We know \(\pi=3.14159265358979\cdots\), where the decimal digits never terminate. For numerical calculations, we consider only a finite number of digits of a number. A \(t\)-digit floating point number of base \(10\) is of the form \[\pm 0.a_1a_2\ldots a_t\cdot 10^e,\] where \(0.a_1a_2\ldots a_t\) is called the mantissa and \(e\) is called the exponent. Usually the mantissa \(0.a_1a_2\ldots a_t\) is normalized, i.e., \(a_1\neq 0\). For example, the normalized \(15\)-digit floating point number of \(\pi\) is \[fl(\pi)=0.314159265358979\cdot 10^1.\]

Note that floating point numbers are approximation of the exact numbers obtained by either chopping or rounding up the digits. The error in calculations caused by the use of floating point numbers is called roundoff error. For example, a computer may calculate the following \[2-(\sqrt{2})^2=-0.444089209850063\cdot 10^{-15},\] which is just a roundoff error. Note that since floating point numbers are rational numbers, a computer cannot express any irrational number without errors. Also note that almost all computers use binary floating point numbers.
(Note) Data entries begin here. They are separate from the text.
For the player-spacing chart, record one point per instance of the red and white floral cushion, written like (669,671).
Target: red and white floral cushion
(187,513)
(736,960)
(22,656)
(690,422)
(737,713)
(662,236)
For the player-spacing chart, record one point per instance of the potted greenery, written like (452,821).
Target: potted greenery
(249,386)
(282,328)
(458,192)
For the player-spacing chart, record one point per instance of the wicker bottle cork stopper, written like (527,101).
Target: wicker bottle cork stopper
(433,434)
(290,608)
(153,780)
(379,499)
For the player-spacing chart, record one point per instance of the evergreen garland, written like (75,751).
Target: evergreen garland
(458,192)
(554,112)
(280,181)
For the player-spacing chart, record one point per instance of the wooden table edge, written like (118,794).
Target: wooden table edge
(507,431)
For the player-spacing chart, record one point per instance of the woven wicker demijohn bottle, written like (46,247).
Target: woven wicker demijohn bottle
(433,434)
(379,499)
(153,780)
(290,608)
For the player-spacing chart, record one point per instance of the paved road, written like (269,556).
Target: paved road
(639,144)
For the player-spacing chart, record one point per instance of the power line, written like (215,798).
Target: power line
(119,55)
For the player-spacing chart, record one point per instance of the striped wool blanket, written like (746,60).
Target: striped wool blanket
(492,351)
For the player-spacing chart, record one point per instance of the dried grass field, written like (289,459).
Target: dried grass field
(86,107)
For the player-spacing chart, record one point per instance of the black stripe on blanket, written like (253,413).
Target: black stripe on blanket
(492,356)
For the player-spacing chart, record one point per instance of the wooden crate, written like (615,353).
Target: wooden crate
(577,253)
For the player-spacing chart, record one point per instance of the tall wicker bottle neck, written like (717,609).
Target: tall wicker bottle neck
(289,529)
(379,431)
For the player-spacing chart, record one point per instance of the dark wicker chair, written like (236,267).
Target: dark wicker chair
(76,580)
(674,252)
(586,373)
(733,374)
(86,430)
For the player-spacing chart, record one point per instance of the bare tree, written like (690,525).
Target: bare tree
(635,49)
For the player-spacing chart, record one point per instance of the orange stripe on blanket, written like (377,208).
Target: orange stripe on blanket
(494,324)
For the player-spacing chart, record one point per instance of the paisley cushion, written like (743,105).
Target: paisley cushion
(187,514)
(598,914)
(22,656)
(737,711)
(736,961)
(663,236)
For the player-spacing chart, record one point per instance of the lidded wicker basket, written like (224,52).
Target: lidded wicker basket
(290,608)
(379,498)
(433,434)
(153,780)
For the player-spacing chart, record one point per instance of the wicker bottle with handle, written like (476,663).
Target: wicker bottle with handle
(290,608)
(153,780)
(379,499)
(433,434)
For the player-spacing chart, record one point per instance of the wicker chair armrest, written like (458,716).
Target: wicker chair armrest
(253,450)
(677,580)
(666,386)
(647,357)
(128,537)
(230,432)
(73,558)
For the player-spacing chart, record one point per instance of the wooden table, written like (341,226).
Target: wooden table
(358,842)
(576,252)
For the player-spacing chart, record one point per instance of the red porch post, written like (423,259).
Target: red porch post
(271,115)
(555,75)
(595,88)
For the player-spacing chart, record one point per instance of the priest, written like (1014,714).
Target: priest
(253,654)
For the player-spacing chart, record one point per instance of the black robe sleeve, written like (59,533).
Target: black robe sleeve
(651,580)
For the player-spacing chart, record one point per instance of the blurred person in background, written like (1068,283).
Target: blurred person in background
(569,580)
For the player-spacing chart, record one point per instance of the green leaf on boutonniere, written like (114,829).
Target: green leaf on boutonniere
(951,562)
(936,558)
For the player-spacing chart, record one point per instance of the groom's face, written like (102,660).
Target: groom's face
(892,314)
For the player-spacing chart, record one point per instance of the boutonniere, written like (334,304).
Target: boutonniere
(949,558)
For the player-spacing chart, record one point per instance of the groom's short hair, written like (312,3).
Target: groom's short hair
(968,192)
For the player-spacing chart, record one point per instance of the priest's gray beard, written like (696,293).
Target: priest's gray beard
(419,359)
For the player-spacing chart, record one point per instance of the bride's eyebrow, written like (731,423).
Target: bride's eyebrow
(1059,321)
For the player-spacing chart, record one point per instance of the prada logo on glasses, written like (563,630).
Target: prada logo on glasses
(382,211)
A 64-bit computer uses the IEEE 754-2008 standard which defines the following format for 64-bit binary floating point numbers (Double-precision floating point format): \[\begin{array}{ccc} s& x& f\\ (1-\text{bit sign}) & (11-\text{bit exponent}) & (52-\text{bit fraction}) \end{array}\] converts to the following decimal number \[(-1)^s2^{x_{10}-1023}\left(1+(f_1\cdot 2^{-1}+f_2\cdot 2^{-2}+\cdots+f_{52}\cdot 2^{-52})\right),\] where \(x_{10}\) is the decimal number of \(x\). For example, \(1\;\; 10000000010\;\; 11000000\cdots 0\) converts to \[(-1)^12^{1026-1023}\left(1+(1\cdot 2^{-1}+1\cdot 2^{-2}+0\cdot 2^{-3}+\cdots+0\cdot 2^{-52})\right)=-2^3\left(1+\frac{1}{2}+\frac{1}{4}\right)=-14.\] In this format the magnitude of the largest and smallest decimal numbers is \(1.797693134862231\cdot 10^{308}\). If a number has magnitude bigger than that, a 64-bit computer stops working and it is called an overflow. Note that the single-precision floating point format uses 32 bits including 23 bits fraction.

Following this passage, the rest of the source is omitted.